During its early history, the Institute provided extensive technical assistance and training to professionals in the field and later became nationally recognized for advocacy and research efforts centered on the closure of the Pennhurst Center. In the 1980s, the Institute began developing and evaluating support models for Pennsylvanians with disabilities and their families.
Located within the College of Education and Human Development at Temple University, the Institute is a vibrant, diverse organization with a large and diverse staff, which includes students and is considered a national frontrunner in leadership development, assistive technology, disability studies, justice for people with disabilities, policy analysis, and inclusive education.
"My role as executive director is to echo and support the voices of the experts that we have at the Institute already," said Gould-Taylor. "In addition, it's my job to lift them up and sustain them as partners and leaders in the community and their various fields."

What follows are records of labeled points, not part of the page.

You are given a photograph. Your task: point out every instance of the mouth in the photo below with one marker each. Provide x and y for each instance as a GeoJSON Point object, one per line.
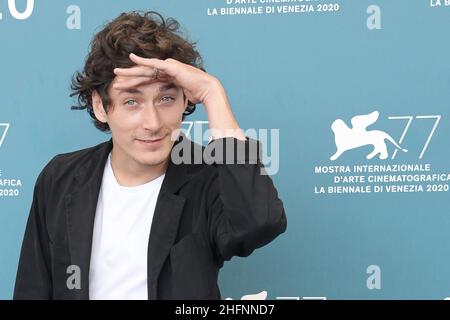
{"type": "Point", "coordinates": [151, 142]}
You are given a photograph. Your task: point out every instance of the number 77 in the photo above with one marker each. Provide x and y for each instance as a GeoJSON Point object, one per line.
{"type": "Point", "coordinates": [405, 130]}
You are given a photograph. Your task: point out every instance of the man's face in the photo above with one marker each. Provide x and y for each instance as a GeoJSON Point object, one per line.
{"type": "Point", "coordinates": [142, 119]}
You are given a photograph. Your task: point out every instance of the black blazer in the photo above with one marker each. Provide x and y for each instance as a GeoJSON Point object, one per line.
{"type": "Point", "coordinates": [205, 214]}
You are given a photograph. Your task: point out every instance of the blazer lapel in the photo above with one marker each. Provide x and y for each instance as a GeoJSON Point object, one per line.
{"type": "Point", "coordinates": [166, 219]}
{"type": "Point", "coordinates": [81, 205]}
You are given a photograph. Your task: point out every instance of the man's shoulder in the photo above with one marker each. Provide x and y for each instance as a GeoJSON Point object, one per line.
{"type": "Point", "coordinates": [63, 163]}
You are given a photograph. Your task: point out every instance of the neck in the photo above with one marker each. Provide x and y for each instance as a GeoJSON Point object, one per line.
{"type": "Point", "coordinates": [131, 173]}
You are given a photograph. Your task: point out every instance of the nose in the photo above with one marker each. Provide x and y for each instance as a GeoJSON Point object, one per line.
{"type": "Point", "coordinates": [151, 118]}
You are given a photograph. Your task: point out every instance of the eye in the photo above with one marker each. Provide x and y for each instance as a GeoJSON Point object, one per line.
{"type": "Point", "coordinates": [130, 102]}
{"type": "Point", "coordinates": [167, 99]}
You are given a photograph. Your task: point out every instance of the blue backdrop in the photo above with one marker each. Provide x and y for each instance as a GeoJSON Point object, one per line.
{"type": "Point", "coordinates": [357, 228]}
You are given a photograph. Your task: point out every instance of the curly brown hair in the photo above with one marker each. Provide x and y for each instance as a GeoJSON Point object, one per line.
{"type": "Point", "coordinates": [146, 34]}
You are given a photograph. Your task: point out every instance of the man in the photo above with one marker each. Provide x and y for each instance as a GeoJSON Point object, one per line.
{"type": "Point", "coordinates": [127, 219]}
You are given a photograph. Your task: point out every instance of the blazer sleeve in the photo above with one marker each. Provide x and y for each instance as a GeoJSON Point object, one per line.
{"type": "Point", "coordinates": [33, 280]}
{"type": "Point", "coordinates": [245, 212]}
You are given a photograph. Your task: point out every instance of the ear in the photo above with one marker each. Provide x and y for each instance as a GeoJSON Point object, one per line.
{"type": "Point", "coordinates": [97, 105]}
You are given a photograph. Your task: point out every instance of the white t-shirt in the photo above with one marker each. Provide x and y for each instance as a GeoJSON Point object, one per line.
{"type": "Point", "coordinates": [123, 219]}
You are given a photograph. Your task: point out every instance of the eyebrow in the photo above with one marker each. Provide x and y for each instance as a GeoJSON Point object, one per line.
{"type": "Point", "coordinates": [162, 88]}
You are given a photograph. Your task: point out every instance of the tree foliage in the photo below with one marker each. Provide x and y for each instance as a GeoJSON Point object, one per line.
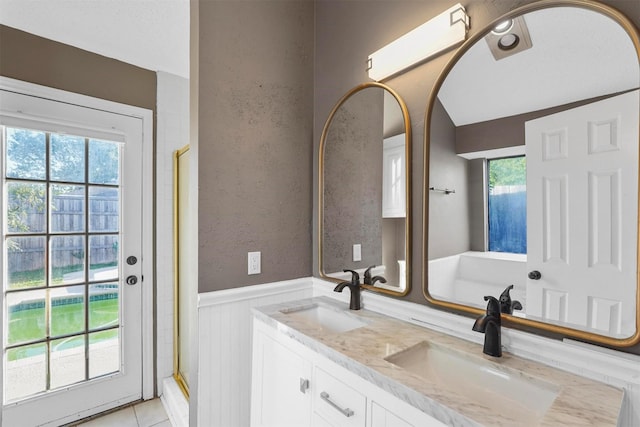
{"type": "Point", "coordinates": [507, 171]}
{"type": "Point", "coordinates": [27, 154]}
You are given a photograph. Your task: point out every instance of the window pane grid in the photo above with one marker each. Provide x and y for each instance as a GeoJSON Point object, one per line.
{"type": "Point", "coordinates": [66, 296]}
{"type": "Point", "coordinates": [507, 205]}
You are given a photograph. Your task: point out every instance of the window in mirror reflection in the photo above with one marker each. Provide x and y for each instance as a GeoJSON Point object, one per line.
{"type": "Point", "coordinates": [507, 205]}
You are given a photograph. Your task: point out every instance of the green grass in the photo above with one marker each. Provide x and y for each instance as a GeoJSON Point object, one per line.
{"type": "Point", "coordinates": [35, 278]}
{"type": "Point", "coordinates": [29, 325]}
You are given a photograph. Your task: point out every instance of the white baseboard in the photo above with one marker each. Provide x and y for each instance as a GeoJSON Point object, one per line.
{"type": "Point", "coordinates": [175, 403]}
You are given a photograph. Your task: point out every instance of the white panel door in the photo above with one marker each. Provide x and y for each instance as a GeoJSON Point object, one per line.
{"type": "Point", "coordinates": [582, 204]}
{"type": "Point", "coordinates": [72, 259]}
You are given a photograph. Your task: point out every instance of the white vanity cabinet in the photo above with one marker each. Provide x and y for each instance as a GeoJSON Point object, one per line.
{"type": "Point", "coordinates": [279, 386]}
{"type": "Point", "coordinates": [333, 396]}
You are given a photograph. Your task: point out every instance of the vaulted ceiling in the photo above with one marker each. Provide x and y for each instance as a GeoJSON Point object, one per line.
{"type": "Point", "coordinates": [152, 34]}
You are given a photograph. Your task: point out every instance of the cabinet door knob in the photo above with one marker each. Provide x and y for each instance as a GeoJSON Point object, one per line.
{"type": "Point", "coordinates": [304, 385]}
{"type": "Point", "coordinates": [345, 411]}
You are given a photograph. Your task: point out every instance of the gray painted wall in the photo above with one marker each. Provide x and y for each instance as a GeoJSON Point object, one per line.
{"type": "Point", "coordinates": [33, 59]}
{"type": "Point", "coordinates": [255, 140]}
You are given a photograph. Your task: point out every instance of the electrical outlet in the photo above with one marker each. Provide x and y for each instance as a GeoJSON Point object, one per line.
{"type": "Point", "coordinates": [357, 252]}
{"type": "Point", "coordinates": [253, 262]}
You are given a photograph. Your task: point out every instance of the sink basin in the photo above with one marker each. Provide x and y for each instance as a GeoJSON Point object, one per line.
{"type": "Point", "coordinates": [329, 318]}
{"type": "Point", "coordinates": [508, 392]}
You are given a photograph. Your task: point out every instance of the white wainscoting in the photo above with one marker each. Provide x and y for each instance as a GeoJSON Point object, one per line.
{"type": "Point", "coordinates": [224, 348]}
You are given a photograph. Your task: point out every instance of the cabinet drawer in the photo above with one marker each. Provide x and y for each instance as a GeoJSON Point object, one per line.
{"type": "Point", "coordinates": [336, 402]}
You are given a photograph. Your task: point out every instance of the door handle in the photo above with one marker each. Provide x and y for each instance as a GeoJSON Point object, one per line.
{"type": "Point", "coordinates": [535, 275]}
{"type": "Point", "coordinates": [304, 385]}
{"type": "Point", "coordinates": [345, 411]}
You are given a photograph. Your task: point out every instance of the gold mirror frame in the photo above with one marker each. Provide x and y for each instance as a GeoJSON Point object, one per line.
{"type": "Point", "coordinates": [408, 150]}
{"type": "Point", "coordinates": [633, 33]}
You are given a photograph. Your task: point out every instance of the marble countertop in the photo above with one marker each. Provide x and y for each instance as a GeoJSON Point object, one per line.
{"type": "Point", "coordinates": [580, 401]}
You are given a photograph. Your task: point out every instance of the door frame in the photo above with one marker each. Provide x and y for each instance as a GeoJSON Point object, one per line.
{"type": "Point", "coordinates": [18, 86]}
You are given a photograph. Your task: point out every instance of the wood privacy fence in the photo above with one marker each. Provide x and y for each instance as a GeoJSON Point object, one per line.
{"type": "Point", "coordinates": [67, 249]}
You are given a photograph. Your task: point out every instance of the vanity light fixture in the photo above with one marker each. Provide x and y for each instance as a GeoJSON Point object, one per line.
{"type": "Point", "coordinates": [434, 36]}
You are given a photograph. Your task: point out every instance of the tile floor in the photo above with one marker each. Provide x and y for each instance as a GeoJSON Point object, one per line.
{"type": "Point", "coordinates": [145, 414]}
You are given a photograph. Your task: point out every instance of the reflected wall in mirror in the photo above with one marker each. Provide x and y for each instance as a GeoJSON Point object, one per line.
{"type": "Point", "coordinates": [540, 144]}
{"type": "Point", "coordinates": [364, 188]}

Much of the Institute's success in reaching the community and its constituents can be attributed to their close partnerships with statewide advocacy and self-advocacy groups, centers for independent living, Pennsylvania's Developmental Disabilities Council, The Disability Rights Network of Pennsylvania, state government, specialized and generic service providers, the criminal justice system, and universities throughout Pennsylvania.
The scope of work and dedication to their constituents continues to grow, touching more people with disabilities, families, communities, students, educators, employers, and policymakers. With dozens of sponsored projects, IOD has an impact on people's lives throughout Pennsylvania, nationally and internationally.